CONCERTO N.12. Zhang è compenetrato mentre in maniera carezzevole fa scivolare le dita sui tasti, esaltando il carattere struggente e malinconico dell’Andante dopo il brioso dialogo fra pianoforte e strumenti ad arco dell’Allegro. Con grande partecipazione il pianista ascolta i suoi colleghi prima di attaccare le battute: il trasporto per la musica è tale da fargli dimenticare lo spartito che diventa a questo punto un elemento accessorio. Fra il 1781 e 1791 Mozart compose a Vienna ben 17 concerti per pianoforte, segnando uno dei momenti più significativi della sua produzione, sebbene nei primi si concentrò più sullo strumento solista, con uno stile misuratamente virtuosistico, rispetto all’orchestra. In una delle tante lettere indirizzate al padre scriveva: «I concerti sono una via di mezzo tra il troppo difficile e il troppo facile; sono molto brillanti e piacevoli all’udito, naturalmente senza cadere nella vuotaggine. Qua e là anche i conoscitori possono ricevere una soddisfazione, ma in modo che i non conoscitori devono essere soddisfatti, senza sapere perché». Ed è quanto ha confessato lo stesso Zhang: «A lungo ho vissuto una sorta di conflitto con Mozart – prosegue – perché nella sua scrittura, a differenza di Liszt, ci sono poche note per esprimere tanti sentimenti. Inizialmente quindi il mio approccio con la partitura è stato travagliato, ero letteralmente spaventato all’idea di approcciarmi a quest’autore che apparentemente sembra facile ma che in verità è molto complesso». La freschezza della musica mozartiana e la presenza di molteplici piani di significato, come spiega lo stesso compositore, ha permesso alla variegata platea di coglierne appieno la bellezza, grazie anche alla puntuale interpretazione dei musicisti: il primo violino Nicolò Musumeci, il violinista Simone Molino, il violoncellista Francesco Angelico e il violista Mattia Sapia.

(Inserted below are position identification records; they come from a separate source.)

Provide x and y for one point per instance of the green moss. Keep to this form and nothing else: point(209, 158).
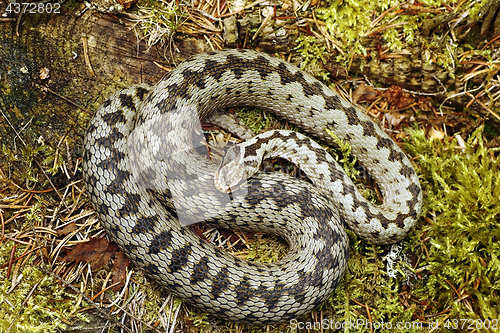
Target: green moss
point(462, 209)
point(37, 303)
point(351, 19)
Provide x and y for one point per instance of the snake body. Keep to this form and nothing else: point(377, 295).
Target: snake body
point(130, 184)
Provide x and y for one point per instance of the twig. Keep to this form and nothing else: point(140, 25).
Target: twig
point(37, 163)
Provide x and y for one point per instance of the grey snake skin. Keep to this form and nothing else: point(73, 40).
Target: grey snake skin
point(143, 135)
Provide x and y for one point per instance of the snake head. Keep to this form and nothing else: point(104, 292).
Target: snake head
point(231, 173)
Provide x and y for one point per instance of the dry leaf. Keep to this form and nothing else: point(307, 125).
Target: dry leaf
point(363, 93)
point(67, 229)
point(96, 252)
point(120, 270)
point(433, 133)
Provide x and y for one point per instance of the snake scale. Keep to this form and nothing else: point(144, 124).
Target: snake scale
point(129, 179)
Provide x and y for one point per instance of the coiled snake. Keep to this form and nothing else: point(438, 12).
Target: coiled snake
point(142, 179)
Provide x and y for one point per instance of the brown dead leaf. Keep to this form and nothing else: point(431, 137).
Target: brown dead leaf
point(394, 119)
point(96, 252)
point(397, 98)
point(120, 270)
point(424, 103)
point(364, 93)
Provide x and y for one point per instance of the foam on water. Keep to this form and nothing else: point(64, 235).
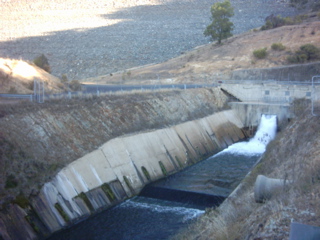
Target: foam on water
point(188, 213)
point(257, 145)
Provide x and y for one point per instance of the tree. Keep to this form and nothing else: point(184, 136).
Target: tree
point(221, 27)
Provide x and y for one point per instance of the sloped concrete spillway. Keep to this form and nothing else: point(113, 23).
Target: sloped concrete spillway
point(169, 204)
point(120, 168)
point(209, 182)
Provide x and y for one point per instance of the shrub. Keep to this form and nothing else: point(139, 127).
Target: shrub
point(298, 2)
point(11, 182)
point(316, 7)
point(13, 90)
point(307, 52)
point(273, 22)
point(22, 201)
point(42, 62)
point(278, 47)
point(75, 85)
point(311, 51)
point(260, 53)
point(277, 21)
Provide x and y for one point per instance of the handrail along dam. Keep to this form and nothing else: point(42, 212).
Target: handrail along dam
point(120, 167)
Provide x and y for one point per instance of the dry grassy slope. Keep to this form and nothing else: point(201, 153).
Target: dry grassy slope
point(209, 62)
point(293, 155)
point(17, 76)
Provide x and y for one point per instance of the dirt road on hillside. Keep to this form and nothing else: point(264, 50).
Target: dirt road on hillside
point(90, 40)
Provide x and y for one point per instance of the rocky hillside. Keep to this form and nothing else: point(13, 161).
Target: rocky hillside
point(17, 76)
point(84, 38)
point(211, 62)
point(294, 156)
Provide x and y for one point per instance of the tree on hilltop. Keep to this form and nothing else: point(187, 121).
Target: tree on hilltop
point(221, 27)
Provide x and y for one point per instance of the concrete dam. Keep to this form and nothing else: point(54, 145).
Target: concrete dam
point(120, 167)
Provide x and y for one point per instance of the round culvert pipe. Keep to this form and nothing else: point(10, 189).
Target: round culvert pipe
point(265, 187)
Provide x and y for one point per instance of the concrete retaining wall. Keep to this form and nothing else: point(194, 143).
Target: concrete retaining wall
point(121, 167)
point(300, 72)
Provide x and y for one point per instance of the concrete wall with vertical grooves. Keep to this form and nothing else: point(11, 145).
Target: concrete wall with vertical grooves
point(121, 167)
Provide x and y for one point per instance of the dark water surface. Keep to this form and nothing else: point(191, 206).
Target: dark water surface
point(203, 185)
point(150, 218)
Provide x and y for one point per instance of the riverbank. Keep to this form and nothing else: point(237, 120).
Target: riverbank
point(293, 155)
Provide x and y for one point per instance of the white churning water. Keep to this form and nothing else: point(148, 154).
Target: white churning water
point(257, 145)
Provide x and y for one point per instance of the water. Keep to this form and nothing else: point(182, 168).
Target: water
point(189, 192)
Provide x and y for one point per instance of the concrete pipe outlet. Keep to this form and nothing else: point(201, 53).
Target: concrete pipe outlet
point(265, 187)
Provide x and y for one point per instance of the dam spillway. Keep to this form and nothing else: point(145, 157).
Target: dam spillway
point(152, 218)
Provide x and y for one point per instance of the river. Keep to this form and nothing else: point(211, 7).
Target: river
point(167, 205)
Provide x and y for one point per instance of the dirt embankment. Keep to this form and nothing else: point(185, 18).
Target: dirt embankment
point(36, 140)
point(294, 156)
point(211, 62)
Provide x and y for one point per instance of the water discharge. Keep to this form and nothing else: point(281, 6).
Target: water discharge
point(157, 218)
point(257, 145)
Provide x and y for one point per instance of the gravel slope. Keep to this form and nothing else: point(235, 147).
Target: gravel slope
point(90, 38)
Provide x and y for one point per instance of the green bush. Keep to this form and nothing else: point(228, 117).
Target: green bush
point(42, 62)
point(278, 47)
point(75, 85)
point(273, 22)
point(13, 90)
point(307, 52)
point(316, 7)
point(277, 21)
point(298, 2)
point(22, 201)
point(11, 182)
point(260, 53)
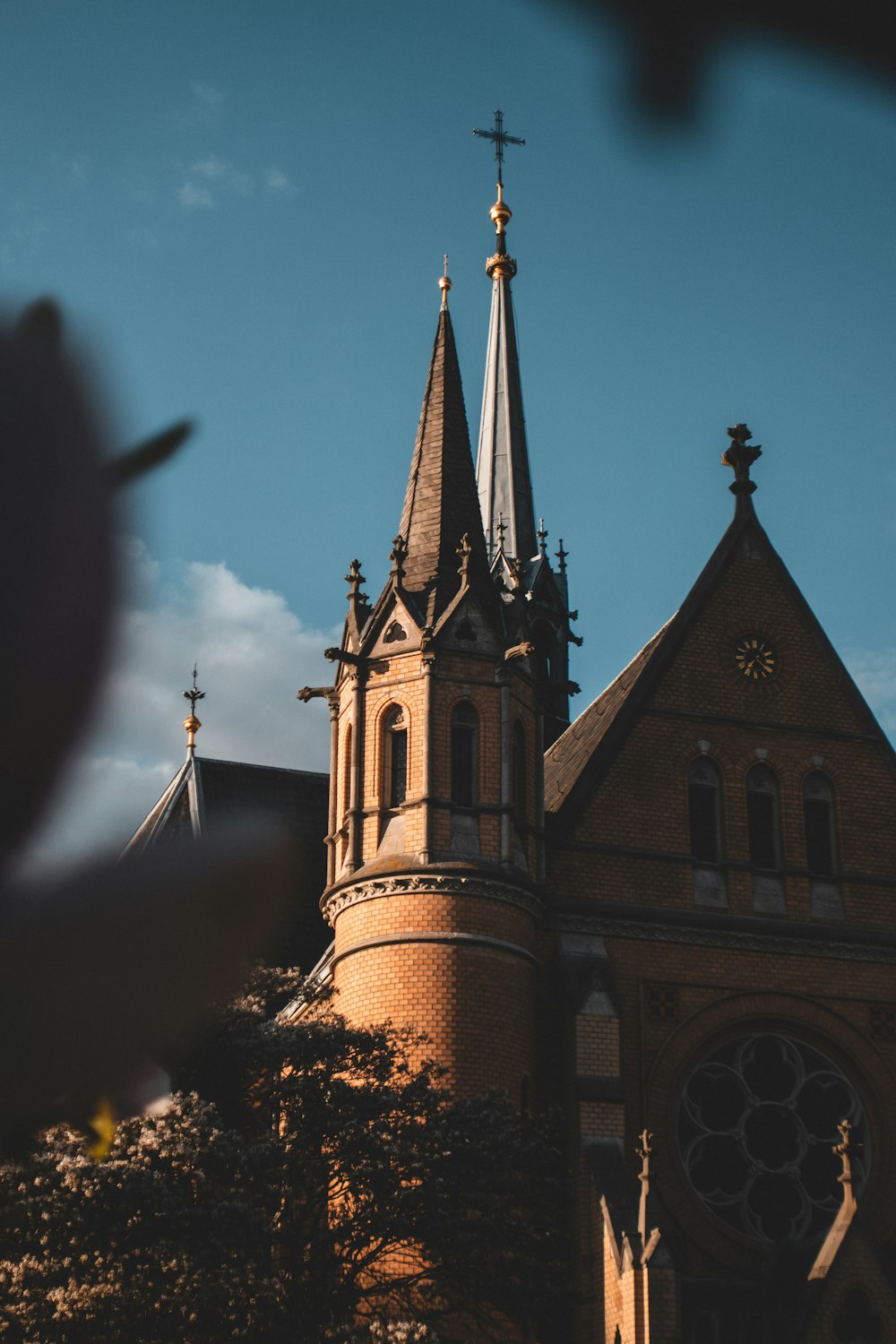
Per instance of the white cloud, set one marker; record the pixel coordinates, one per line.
(279, 183)
(253, 656)
(195, 198)
(874, 675)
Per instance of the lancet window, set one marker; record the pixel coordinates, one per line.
(395, 757)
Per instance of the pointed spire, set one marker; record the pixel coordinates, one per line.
(441, 503)
(503, 461)
(193, 723)
(740, 456)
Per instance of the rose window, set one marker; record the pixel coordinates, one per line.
(756, 1124)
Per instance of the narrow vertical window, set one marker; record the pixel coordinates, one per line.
(704, 808)
(395, 758)
(519, 777)
(763, 814)
(463, 754)
(818, 822)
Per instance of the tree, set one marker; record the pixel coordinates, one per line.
(306, 1180)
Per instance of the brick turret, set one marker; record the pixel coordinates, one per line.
(435, 806)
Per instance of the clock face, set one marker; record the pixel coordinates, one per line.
(755, 658)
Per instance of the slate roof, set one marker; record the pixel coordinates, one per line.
(503, 460)
(207, 796)
(581, 755)
(441, 502)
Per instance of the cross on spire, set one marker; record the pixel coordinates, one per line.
(193, 723)
(500, 137)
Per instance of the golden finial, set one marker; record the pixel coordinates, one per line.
(445, 284)
(193, 723)
(841, 1150)
(500, 214)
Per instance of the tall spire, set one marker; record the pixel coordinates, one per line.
(441, 503)
(503, 478)
(193, 723)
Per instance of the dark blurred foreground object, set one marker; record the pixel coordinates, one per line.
(675, 39)
(108, 969)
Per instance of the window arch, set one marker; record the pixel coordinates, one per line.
(465, 730)
(818, 824)
(704, 811)
(394, 757)
(763, 817)
(519, 777)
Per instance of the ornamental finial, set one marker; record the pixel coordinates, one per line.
(398, 556)
(355, 580)
(500, 265)
(445, 284)
(193, 723)
(740, 456)
(841, 1150)
(643, 1176)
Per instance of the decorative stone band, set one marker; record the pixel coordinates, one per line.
(880, 949)
(452, 940)
(435, 883)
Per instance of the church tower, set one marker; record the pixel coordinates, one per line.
(435, 839)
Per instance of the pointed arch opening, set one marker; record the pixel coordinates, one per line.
(394, 757)
(465, 733)
(519, 779)
(820, 833)
(704, 820)
(465, 779)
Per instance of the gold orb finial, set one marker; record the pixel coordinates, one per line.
(500, 212)
(445, 284)
(193, 723)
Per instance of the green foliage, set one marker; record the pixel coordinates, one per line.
(306, 1182)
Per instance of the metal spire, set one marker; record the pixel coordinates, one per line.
(503, 460)
(445, 284)
(500, 137)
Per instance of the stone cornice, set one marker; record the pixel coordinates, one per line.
(429, 883)
(825, 943)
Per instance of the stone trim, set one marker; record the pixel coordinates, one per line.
(408, 884)
(836, 948)
(476, 940)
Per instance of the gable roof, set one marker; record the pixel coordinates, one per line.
(579, 758)
(215, 795)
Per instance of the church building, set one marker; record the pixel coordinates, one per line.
(672, 916)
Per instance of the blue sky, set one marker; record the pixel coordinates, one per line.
(244, 210)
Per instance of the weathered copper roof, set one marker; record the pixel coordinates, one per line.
(503, 460)
(215, 795)
(564, 761)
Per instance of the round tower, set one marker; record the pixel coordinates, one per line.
(435, 835)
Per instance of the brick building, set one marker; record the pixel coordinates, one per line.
(673, 916)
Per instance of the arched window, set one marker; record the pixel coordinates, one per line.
(463, 754)
(704, 809)
(763, 817)
(818, 822)
(519, 777)
(395, 758)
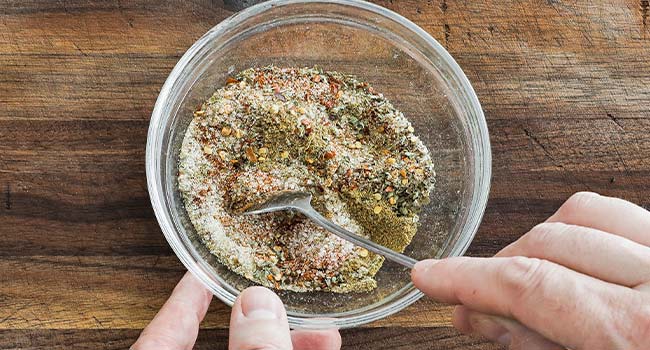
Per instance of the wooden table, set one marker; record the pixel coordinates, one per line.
(565, 86)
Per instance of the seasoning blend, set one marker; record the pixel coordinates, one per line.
(272, 129)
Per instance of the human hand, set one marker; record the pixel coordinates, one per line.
(579, 280)
(258, 321)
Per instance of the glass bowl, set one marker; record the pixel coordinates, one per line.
(379, 46)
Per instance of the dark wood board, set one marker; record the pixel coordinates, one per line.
(565, 86)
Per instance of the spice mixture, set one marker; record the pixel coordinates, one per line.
(272, 129)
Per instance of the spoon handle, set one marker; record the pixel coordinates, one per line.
(358, 240)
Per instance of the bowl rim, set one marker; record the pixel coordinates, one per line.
(371, 312)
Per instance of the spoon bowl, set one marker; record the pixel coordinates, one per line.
(300, 201)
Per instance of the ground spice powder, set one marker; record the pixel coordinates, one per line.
(271, 129)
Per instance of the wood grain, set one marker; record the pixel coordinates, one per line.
(565, 86)
(215, 339)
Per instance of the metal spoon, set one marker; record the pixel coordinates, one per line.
(301, 202)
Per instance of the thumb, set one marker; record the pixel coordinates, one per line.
(259, 322)
(502, 330)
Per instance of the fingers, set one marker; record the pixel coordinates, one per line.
(316, 340)
(608, 214)
(176, 325)
(547, 298)
(501, 330)
(259, 322)
(595, 253)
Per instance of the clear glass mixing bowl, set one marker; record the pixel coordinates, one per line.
(379, 46)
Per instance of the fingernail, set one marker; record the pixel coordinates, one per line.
(491, 328)
(259, 303)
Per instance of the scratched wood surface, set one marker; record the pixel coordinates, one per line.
(565, 86)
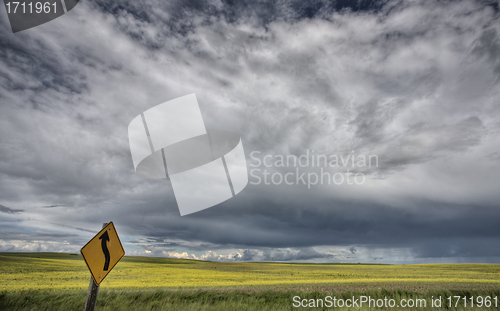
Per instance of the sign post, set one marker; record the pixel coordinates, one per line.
(101, 254)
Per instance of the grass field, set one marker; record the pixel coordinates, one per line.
(55, 281)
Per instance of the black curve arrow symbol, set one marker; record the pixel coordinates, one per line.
(105, 237)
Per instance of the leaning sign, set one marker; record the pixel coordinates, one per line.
(103, 252)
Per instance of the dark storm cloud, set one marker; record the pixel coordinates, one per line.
(5, 209)
(414, 83)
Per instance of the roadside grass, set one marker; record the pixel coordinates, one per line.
(56, 281)
(212, 299)
(49, 271)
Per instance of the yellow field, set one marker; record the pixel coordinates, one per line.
(42, 271)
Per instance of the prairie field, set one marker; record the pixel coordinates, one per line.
(57, 281)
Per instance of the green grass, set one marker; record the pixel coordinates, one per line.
(55, 281)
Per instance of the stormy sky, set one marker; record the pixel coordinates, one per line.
(414, 83)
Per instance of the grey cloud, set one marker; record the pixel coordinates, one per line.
(396, 79)
(8, 210)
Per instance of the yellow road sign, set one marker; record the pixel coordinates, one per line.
(103, 252)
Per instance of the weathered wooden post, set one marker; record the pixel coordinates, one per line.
(93, 290)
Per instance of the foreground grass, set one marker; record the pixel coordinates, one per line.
(267, 299)
(54, 271)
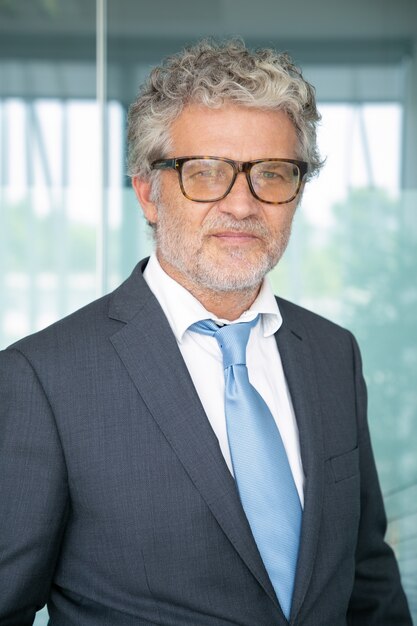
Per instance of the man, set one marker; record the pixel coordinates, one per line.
(189, 449)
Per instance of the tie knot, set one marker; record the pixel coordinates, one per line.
(232, 339)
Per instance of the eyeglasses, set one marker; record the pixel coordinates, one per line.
(207, 179)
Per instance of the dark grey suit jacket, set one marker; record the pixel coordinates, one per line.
(117, 507)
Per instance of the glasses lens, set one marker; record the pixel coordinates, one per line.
(275, 181)
(206, 179)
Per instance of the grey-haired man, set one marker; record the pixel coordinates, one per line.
(190, 449)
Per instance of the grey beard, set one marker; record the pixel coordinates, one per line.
(172, 246)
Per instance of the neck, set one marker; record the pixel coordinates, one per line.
(228, 305)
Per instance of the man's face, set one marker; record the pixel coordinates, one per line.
(229, 244)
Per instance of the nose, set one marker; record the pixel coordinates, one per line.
(239, 202)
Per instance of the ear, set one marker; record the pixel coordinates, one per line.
(142, 189)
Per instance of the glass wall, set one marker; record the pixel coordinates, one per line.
(70, 227)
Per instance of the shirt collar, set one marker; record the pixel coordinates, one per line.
(182, 309)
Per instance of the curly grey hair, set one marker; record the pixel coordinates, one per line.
(212, 74)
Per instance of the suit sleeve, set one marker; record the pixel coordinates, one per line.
(377, 598)
(33, 491)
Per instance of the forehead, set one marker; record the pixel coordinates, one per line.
(233, 131)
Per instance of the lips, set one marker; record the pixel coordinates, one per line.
(238, 235)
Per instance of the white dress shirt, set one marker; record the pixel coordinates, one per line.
(204, 361)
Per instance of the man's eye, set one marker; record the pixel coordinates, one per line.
(209, 174)
(268, 175)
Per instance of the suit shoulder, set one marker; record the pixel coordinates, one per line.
(82, 324)
(296, 314)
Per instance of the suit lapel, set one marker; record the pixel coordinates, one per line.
(148, 349)
(298, 364)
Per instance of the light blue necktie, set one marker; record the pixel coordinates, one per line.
(262, 472)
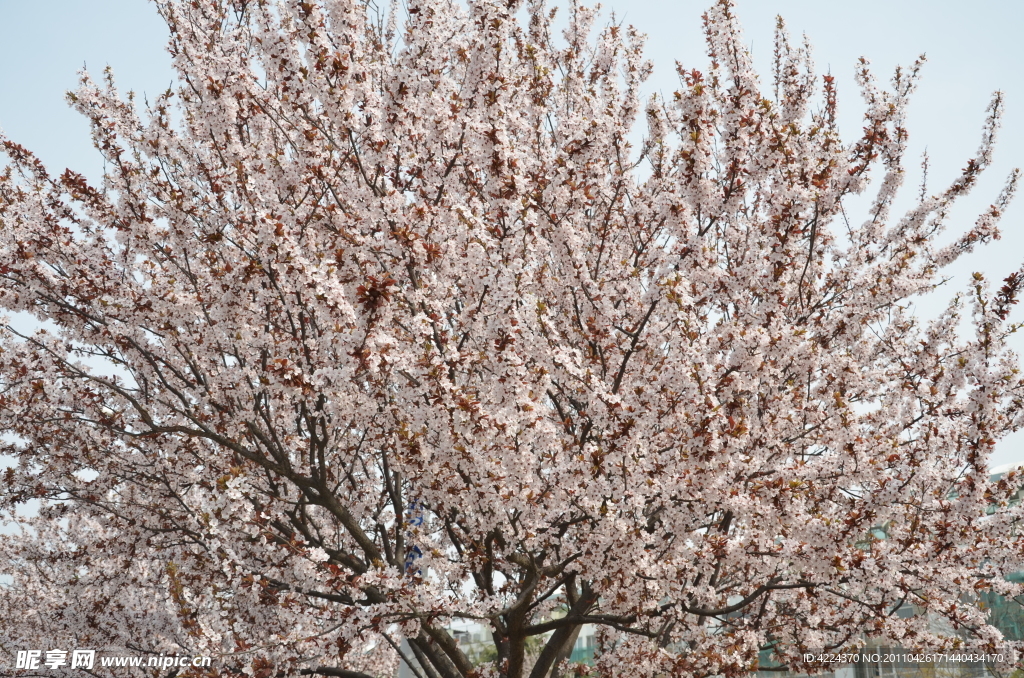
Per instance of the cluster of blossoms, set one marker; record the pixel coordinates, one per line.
(372, 329)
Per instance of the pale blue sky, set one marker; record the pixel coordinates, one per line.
(973, 49)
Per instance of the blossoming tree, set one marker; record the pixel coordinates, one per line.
(376, 325)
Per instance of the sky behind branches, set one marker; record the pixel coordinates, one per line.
(973, 49)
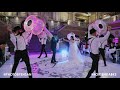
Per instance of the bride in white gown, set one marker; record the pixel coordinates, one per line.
(75, 59)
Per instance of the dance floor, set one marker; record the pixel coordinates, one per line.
(42, 68)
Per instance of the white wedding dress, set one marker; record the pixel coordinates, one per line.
(74, 60)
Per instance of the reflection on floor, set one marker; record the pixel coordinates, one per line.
(42, 68)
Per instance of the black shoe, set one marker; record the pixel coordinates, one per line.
(11, 76)
(45, 57)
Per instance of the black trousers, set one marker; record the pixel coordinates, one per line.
(95, 58)
(54, 56)
(102, 53)
(43, 50)
(24, 55)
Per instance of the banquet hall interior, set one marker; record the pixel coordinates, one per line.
(61, 23)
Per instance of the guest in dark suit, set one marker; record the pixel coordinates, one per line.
(54, 42)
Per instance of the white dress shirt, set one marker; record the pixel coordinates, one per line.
(94, 43)
(22, 41)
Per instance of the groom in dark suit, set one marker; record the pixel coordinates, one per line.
(54, 42)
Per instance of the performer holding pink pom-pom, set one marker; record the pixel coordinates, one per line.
(19, 39)
(94, 50)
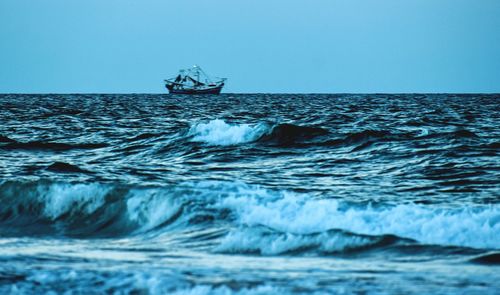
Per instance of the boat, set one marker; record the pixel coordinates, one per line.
(194, 81)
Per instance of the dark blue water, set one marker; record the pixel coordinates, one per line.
(250, 194)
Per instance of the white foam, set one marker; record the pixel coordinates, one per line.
(62, 198)
(257, 240)
(477, 226)
(150, 207)
(218, 132)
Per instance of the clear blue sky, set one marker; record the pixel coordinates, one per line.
(121, 46)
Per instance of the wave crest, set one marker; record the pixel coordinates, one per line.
(218, 132)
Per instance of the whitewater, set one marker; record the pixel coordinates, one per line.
(249, 194)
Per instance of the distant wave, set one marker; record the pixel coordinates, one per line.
(263, 221)
(218, 132)
(65, 168)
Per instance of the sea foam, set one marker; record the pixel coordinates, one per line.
(218, 132)
(475, 226)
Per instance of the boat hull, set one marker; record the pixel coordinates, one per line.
(212, 90)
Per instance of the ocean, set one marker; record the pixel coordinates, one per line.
(250, 194)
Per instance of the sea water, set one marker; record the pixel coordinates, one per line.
(250, 194)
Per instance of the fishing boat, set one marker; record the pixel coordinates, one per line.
(194, 81)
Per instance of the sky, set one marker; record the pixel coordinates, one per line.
(272, 46)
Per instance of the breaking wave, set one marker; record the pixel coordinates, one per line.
(257, 220)
(218, 132)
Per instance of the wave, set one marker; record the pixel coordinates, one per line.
(488, 259)
(218, 132)
(65, 168)
(258, 220)
(286, 134)
(6, 139)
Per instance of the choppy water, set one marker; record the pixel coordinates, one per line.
(250, 194)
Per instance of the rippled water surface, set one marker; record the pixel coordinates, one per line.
(250, 194)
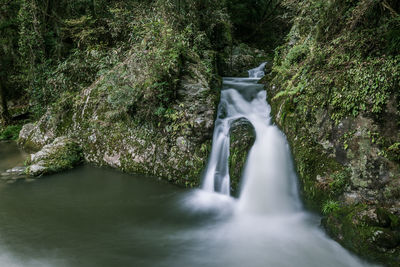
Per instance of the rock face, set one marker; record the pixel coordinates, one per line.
(62, 154)
(243, 58)
(176, 151)
(341, 163)
(242, 138)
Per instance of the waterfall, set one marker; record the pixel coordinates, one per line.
(266, 226)
(268, 182)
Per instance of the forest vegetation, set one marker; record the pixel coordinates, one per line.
(80, 68)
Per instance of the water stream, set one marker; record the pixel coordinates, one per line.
(98, 217)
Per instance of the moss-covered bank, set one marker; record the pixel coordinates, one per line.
(334, 91)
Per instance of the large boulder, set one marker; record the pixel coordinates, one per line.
(242, 137)
(62, 154)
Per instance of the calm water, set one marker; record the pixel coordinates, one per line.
(97, 217)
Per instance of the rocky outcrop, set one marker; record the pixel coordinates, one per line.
(242, 137)
(345, 173)
(176, 150)
(62, 154)
(239, 59)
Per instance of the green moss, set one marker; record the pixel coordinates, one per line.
(362, 236)
(10, 132)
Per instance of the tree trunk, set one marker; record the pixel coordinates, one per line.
(4, 114)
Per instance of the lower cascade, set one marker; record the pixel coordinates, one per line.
(269, 182)
(268, 215)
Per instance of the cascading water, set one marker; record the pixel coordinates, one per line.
(266, 226)
(269, 182)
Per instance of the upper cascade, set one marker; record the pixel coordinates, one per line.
(268, 178)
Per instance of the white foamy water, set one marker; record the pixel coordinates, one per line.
(268, 226)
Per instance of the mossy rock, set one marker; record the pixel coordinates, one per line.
(366, 230)
(62, 154)
(242, 137)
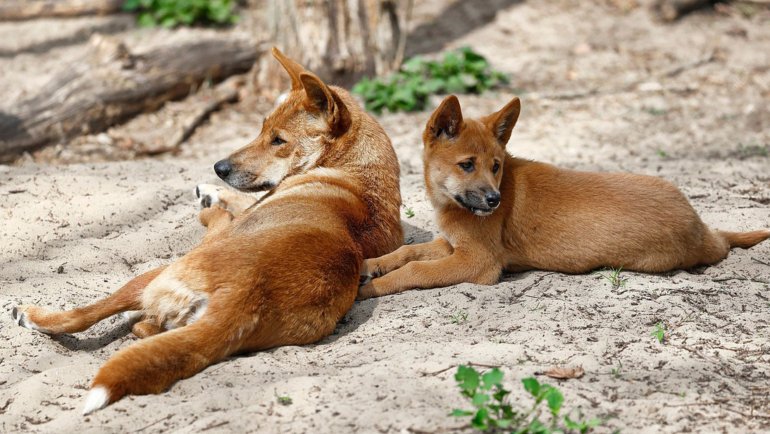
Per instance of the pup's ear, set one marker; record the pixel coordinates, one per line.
(322, 99)
(502, 122)
(447, 119)
(293, 68)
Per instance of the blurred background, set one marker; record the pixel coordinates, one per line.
(101, 80)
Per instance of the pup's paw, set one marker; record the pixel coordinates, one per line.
(208, 194)
(25, 317)
(370, 269)
(366, 291)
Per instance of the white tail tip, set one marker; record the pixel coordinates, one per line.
(97, 398)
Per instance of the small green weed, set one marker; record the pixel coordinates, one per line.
(283, 399)
(748, 151)
(173, 13)
(460, 71)
(614, 277)
(459, 317)
(493, 412)
(659, 332)
(655, 111)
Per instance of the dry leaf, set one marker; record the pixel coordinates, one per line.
(564, 373)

SONATA IN SI MINORE. Usando un approccio rigorosamente filologico, Haiou Zhang, come molti della sua generazione, ha avuto la fortuna di poter accedere alle partiture originali. Per molto tempo, infatti, i musicisti hanno apportato annotazioni e cambiamenti sugli spartiti creando delle edizioni critiche falsate e di conseguenza costringendo molti studiosi a lavorare su spartiti snaturati. «Grazie al recente investimento fatto dall’editoria musicale – sottolinea – possiamo consultare gli spartiti autografi, anche se sono dell’avviso che bisogna sempre avere un approccio attento e distaccato». È quello che fa con la Sonata in si minore di Franz Liszt, fra gli autori a cui si sente più vicino. Dedicata a Robert Schumann, Liszt in quest’opera si avvale della forma tradizionale per analizzare la dualità tra Faust e Mefistofele già affrontata nella Faust Symphonie. Conclusa il 2 febbraio del 1853 a Weimer, la Sonata ci fa conoscere un Liszt diverso, non solo autore di musica a programma ma anche sperimentatore di nuove dimensioni armoniche e formali. Fra i temi presenti all’interno della composizione abbiamo: l’irrequietezza esistenziale, lo slancio religioso, la tentazione di Faust a opera del suo doppio e l’idea melodica seppur marginale di Margherita. Alla potenza introduttiva fa seguito un suono debole, espressione del dissidio interiore del personaggio, che man mano diventa sempre più impalpabile facendo apprezzare la magistrale interpretazione del maestro e la sua smisurata sensibilità. Faust alla fine verrà sconfitto: a raccontarcelo è proprio la nota più grave della tastiera che dopo una frenesia di note ne segnerà la chiusura. Un evento eccezionale a cui speriamo presto ne seguiranno altri e un modo per avvicinare con consapevolezza il pubblico a compositori simbolo della musica classica, con il coinvolgimento di straordinari artisti osannati per la loro maestria.